Dress Rehearsal: Nazareth Children’s Joy Home

Hope is always new and fresh. It always speaks in the future tense. It always calls us to imagine.  Imagine.

In a land where family is the definer of life, I never cease to be amazed at the strength of familial ties, the identity of a family name, the responsibility felt for others in an extended family, the focused face of a five year old little girl as she carries her sister on her back while their mom is heavy laden in the fields with 40 kilos of tea, a language where uncles are called father. I marvel at what the African family can absorb and what it reflects. It bends and flexes in the storms of life. It grounds and roots. It is first and foremost.  Imagine.

What then of the little girl who arrives on the doorsteps of the local police post – no note – no family – no name? What must her mother have felt, her father have hurt, to believe that what is first and foremost is not strong enough to protect or guard this child? What love must they feel causing them to relinquish even the family identity of their own flesh? Imagine.

Then imagine this little girl as she grows. No matter what she receives, no matter the accumulation of accolades, accomplishments or acquisitions, without a name it is as if she never filled even a small space of any real place.  Imagine.

Imagine, now, a place where she is welcomed to receive the identity of a chosen child.
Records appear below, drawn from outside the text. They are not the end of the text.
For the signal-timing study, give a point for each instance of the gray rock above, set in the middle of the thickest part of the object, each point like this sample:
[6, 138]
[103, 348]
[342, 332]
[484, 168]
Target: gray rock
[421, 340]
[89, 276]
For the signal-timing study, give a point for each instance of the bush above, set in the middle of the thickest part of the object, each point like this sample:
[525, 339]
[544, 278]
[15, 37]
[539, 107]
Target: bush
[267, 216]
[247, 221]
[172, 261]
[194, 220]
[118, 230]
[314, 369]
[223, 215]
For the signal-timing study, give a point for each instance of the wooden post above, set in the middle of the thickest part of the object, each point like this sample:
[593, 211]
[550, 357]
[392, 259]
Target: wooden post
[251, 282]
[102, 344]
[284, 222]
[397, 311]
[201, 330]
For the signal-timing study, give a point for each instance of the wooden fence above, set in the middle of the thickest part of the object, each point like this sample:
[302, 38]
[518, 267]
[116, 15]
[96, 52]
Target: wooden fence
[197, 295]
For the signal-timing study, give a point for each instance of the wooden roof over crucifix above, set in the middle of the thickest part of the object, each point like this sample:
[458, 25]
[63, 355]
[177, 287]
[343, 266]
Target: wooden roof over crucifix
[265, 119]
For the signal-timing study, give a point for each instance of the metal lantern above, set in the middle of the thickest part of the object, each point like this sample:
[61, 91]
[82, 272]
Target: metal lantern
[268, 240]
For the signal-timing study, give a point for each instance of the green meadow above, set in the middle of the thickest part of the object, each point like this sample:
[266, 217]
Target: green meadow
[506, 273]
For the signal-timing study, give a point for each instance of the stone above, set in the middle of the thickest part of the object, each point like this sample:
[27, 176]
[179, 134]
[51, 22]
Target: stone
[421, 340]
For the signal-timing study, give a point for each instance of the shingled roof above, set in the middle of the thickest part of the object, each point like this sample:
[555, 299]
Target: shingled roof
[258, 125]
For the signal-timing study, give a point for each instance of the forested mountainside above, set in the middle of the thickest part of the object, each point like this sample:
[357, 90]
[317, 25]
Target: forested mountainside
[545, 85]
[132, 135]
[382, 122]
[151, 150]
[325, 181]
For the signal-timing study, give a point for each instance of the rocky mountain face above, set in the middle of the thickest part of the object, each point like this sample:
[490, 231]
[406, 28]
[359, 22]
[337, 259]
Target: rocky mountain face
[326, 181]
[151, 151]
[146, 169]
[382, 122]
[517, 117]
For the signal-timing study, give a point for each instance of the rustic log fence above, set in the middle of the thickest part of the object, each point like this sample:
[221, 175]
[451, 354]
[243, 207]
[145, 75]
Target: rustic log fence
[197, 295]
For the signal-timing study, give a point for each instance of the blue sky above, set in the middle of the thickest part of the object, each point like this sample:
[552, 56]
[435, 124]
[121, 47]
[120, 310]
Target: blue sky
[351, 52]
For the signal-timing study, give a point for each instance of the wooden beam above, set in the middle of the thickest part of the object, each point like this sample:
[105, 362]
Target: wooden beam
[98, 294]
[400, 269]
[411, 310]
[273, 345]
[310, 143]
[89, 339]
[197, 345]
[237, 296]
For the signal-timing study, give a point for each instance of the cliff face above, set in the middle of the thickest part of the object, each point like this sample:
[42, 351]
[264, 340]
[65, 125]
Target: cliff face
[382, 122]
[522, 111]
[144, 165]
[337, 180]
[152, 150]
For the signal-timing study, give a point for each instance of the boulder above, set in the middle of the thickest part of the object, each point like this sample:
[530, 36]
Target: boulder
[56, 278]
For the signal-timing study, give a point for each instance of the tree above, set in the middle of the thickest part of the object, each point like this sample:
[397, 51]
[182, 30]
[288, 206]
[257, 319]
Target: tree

Where her future defines her past, not the other way around. Where dark pain is absorbed and bright joy is reflected. Imagine what those walls might look like, how they might talk.  This is right where I stand, at this very moment  – the entry room of the soon to open Nazareth Children’s Joy Home. Imagine.
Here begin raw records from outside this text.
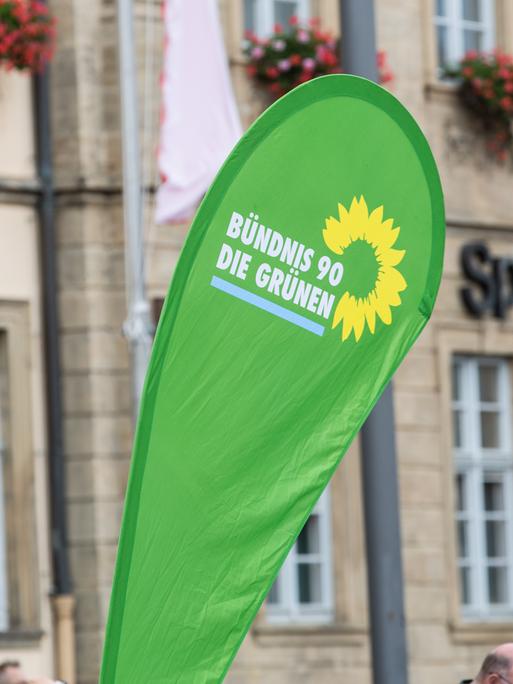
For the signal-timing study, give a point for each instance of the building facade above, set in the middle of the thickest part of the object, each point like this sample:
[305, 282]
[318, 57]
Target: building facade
[453, 393]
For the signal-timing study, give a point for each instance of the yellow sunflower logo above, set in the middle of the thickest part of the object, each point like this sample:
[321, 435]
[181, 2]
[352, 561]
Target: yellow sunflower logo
[372, 282]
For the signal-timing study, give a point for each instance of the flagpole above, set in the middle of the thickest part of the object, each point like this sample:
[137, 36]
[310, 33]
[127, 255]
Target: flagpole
[379, 463]
[137, 327]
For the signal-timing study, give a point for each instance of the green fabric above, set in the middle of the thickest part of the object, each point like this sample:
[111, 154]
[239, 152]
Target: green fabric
[245, 414]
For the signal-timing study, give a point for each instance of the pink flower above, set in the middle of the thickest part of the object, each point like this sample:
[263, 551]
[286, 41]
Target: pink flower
[278, 45]
[257, 52]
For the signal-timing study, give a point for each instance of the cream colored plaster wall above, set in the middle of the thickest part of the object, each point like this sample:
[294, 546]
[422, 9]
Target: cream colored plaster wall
[19, 282]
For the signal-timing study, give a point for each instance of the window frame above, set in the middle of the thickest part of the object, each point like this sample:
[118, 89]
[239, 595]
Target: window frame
[476, 464]
[20, 518]
[264, 15]
[455, 25]
[288, 610]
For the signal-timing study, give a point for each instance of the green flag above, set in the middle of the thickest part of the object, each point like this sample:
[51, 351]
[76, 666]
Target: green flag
[311, 267]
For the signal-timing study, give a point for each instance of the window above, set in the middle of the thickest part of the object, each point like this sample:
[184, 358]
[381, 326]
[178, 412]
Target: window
[260, 16]
[302, 592]
[461, 26]
[4, 422]
[484, 486]
[19, 598]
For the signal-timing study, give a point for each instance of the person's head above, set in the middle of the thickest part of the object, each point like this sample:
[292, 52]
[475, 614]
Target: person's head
[10, 673]
[497, 667]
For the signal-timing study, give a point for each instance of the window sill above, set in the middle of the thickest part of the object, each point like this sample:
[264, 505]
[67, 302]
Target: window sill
[321, 634]
[479, 631]
[440, 89]
[20, 638]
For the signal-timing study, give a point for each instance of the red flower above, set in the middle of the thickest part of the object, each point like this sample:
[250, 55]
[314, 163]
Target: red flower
[27, 35]
[276, 88]
[386, 77]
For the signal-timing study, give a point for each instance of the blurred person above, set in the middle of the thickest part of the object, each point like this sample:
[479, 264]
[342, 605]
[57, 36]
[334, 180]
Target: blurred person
[497, 667]
[11, 673]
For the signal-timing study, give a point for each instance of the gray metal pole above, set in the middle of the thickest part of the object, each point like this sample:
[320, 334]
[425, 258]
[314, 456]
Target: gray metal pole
[379, 466]
[137, 327]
So, as I stand, I pray that when she crosses this threshold, these walls will truly absorb all pain and reflect all joy. I pray that the mom of this home will welcome her with a hug as big as the sky and take her straight in to clean up for supper. I pray that as Jesus sits at table with her that he will tell her family stories and remind her that he knew her before she was formed in the womb and even then he loved her so very much. I pray she will smile and laugh and eat enough to almost bust and then go out and play. I pray that when night comes and she is tucked in, blanket right to her chin, kiss on her forehead, that she will dream of a life of dancing through tomorrows. Imagine.

Imagine… and dance…

by Jim Wood, Senior Pastor at First Presbyterian Church in Norfolk, Virginia.